Hall Place first came to my attention whilst searching for a garden to visit in the Sidcup area. Oddly, their website, whilst promoting all manner of family days out and a brief history of the Tudor manor house, gives no information on the garden other than the carrot of a photograph depicting curiously shaped topiary. This was enough to spark an interest so we popped in to see if the garden showed any more promise.
Managed by the Bexley Heritage Trust, the Tudor house, dating from 1540 is set amidst gardens betwixt a busy main road and the (slightly less busy) river Cray. Open to the public for a donation, the majority of visitors were families with children letting off steam beside the water.
GLORIOUS TOPIARY, A KNOT GARDEN AND MORE
The garden appears to be laid out in a series of enclosures. The aforementioned topiary, depicting ‘The Kings’s Beasts’ is a delight, and from here, steps lead to a terrace with wide herbaceous border planted with a great deal of Nepeta ‘Six Hills Giant’, Iris and Sisyrinchium striatum. Beyond, a yew-hedged walkway is planted with box enclosures, each housing ubiquitous bedding. The herbaceous border planting is echoed in further beds nearer the house which in turn lead down to the river.
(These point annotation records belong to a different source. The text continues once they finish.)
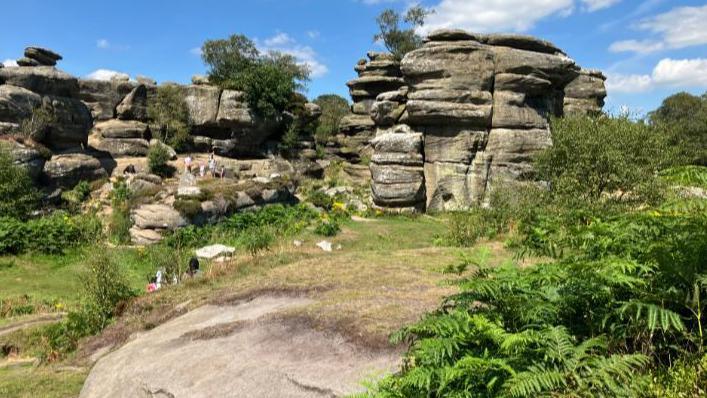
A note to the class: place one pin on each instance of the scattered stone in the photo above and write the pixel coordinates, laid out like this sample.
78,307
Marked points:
43,56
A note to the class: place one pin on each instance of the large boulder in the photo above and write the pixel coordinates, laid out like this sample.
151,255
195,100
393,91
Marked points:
43,56
67,170
71,125
102,97
17,103
134,105
43,80
203,104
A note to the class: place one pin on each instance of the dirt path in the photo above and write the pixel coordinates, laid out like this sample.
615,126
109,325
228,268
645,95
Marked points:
251,349
31,322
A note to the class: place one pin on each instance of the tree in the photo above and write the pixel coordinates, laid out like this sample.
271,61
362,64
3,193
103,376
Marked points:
170,113
268,80
594,156
334,107
400,40
684,117
16,188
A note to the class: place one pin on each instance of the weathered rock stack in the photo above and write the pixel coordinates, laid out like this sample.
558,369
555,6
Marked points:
36,84
381,73
472,109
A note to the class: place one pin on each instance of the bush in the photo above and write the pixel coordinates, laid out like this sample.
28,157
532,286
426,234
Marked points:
268,80
158,161
683,117
52,234
604,158
169,112
327,228
19,197
334,108
256,240
625,296
399,41
120,223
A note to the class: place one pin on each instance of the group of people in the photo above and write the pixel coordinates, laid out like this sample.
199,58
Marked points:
214,169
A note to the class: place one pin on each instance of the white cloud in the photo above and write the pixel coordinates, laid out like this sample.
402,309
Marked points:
681,72
641,47
304,55
620,83
488,16
595,5
685,73
678,28
105,74
280,39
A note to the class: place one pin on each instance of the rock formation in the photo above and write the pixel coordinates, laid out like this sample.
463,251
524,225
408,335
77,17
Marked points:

A herb knot garden was sadly closed off due to ‘heavy footfall’ and it was clear from the well-trodden walkways that the lawns were suffering from damage through sheer volume of visitors. Further notices around the topiary revealed that the ground was so compacted that it potentially endangered the ‘King’s Beasts’ which would be a pity since they are certainly the main attraction in this garden.